Elle secoua la tête et replaça le livre qu’elle tenait sur la tablette devant elle. Mandy essuya les quelques larmes qui coulèrent le long de sa joue. Elle s’excusa de sa sensibilité, mais il la contempla tendrement et posa sa main sur son épaule.

— Tu n’as pas à t’excuser. Laisse-moi t’aider.

— M’aider ?

— Pour payer son opération.

— Oh non! Je ne peux pas accepter, s’écria-t-elle en refusant catégoriquement sa générosité.

Elle s’éloigna lentement vers la porte.

— Je suis désolée, je n’aurais pas du tout te raconter mes tracas personnels, fit Mandy embarrassée, je dois de toute manière retourner chez moi pour m’occuper de mon chien.

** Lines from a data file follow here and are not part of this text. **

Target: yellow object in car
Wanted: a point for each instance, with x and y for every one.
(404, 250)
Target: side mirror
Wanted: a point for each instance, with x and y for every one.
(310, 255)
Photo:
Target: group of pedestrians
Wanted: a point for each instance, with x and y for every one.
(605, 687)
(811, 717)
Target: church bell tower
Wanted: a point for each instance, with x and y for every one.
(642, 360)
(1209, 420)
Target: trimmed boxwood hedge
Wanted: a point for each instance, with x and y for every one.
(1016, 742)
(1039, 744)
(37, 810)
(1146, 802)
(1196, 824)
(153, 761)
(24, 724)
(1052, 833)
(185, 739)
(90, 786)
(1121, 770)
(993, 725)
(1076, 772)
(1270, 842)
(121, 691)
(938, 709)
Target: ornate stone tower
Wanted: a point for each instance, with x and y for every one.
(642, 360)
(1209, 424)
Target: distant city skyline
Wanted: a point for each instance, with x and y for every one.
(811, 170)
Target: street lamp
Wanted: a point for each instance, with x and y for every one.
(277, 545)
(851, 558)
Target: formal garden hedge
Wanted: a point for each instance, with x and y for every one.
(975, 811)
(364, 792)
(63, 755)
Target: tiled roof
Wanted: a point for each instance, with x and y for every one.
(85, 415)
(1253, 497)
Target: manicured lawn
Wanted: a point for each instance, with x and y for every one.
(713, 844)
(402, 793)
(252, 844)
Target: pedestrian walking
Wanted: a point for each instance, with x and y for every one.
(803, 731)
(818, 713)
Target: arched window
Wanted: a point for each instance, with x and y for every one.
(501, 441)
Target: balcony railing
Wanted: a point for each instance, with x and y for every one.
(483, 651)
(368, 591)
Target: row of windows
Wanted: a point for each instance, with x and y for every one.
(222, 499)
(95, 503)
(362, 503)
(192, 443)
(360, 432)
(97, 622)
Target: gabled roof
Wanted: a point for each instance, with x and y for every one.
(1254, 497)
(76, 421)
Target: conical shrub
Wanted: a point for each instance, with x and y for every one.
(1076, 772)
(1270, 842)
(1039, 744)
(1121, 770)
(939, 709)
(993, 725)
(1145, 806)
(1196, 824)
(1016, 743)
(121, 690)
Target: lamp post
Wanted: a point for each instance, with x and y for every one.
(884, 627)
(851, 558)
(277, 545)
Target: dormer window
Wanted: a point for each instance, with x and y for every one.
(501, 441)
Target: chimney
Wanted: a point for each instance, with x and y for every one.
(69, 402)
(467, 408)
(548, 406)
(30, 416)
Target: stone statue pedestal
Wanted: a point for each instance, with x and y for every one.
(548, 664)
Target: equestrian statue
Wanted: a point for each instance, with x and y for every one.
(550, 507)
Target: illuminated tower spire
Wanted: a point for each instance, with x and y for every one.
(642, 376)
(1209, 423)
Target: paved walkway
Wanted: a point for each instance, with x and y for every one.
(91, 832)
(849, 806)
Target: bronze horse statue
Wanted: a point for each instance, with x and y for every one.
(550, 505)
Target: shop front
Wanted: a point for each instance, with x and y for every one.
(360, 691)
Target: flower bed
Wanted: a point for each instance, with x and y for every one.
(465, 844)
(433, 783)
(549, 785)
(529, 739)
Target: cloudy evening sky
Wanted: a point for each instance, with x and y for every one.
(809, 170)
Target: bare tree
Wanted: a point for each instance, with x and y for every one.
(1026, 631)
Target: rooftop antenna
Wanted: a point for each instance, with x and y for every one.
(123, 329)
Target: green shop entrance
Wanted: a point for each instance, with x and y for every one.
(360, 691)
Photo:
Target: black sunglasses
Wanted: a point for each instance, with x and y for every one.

Curtis ne savait pas comment réagir face à sa réticence, mais c’était plus fort que lui de vouloir lui démontrer son soutien.

— Attends Mandy, laisse-moi au moins te raccompagner en voiture, c’est tout de même une longue marche, proposa-t-il gentiment.

Heureusement pour lui, elle accepta volontiers.

Il se stationna devant sa petite maison. Elle le remercia avec son grand sourire qui le séduisait. Sur le point d’ouvrir la portière de la voiture, Curtis la retient doucement d’une main, et sortie de la poche intérieure de son manteau, un chèque.

— Accepte mon aide Mandy, tu le mérites et le bien-être de ton chien aussi, insista-t-il.

Touchée par son geste, elle le prit finalement, mais garda les yeux baissés ne sachant plus quoi penser.

— Je ne sais pas ce qui s’est passé entre toi et Ken. Je sais que tu as tes raisons. Mais la tristesse et l’impuissance qui se sont dégagées de lui en le voyant quitter le café, je pouvais me sentir à sa place. Je réalise donc que si je le mérite, et bien lui aussi. Il est venu demander ton aide, car il te fait clairement confiance. Personne ne devrait se sentir délaissé comme tu lui as fait comprendre, le résonna-t-elle.

— Écoute Mandy, je lui ai parlé comme ça pour tout simplement protéger ma petite sœur, je n’ai pas eu d’autre choix, mais d’agir ainsi.

— Je comprends, mais mes propos ne changeront pas. Les problèmes familiaux ne se règleront pas toujours en isolant l’autre. Crois-moi, j’en sais quelque chose, lui partagea-t-elle en laissant échapper un léger rire sarcastique.

Réfléchissant à cette conversation, il lui échangea un sourire dissimulé.

— Merci beaucoup pour ta générosité, lui chuchota-t-elle en déposant un baiser sur sa joue, on se voit demain matin au café ?

— C’est certain, lui répondit-il charmé par son geste.

Elle sortit de la voiture et marcha jusqu’à sa porte d’entrée sous le regard veillant de Curtis.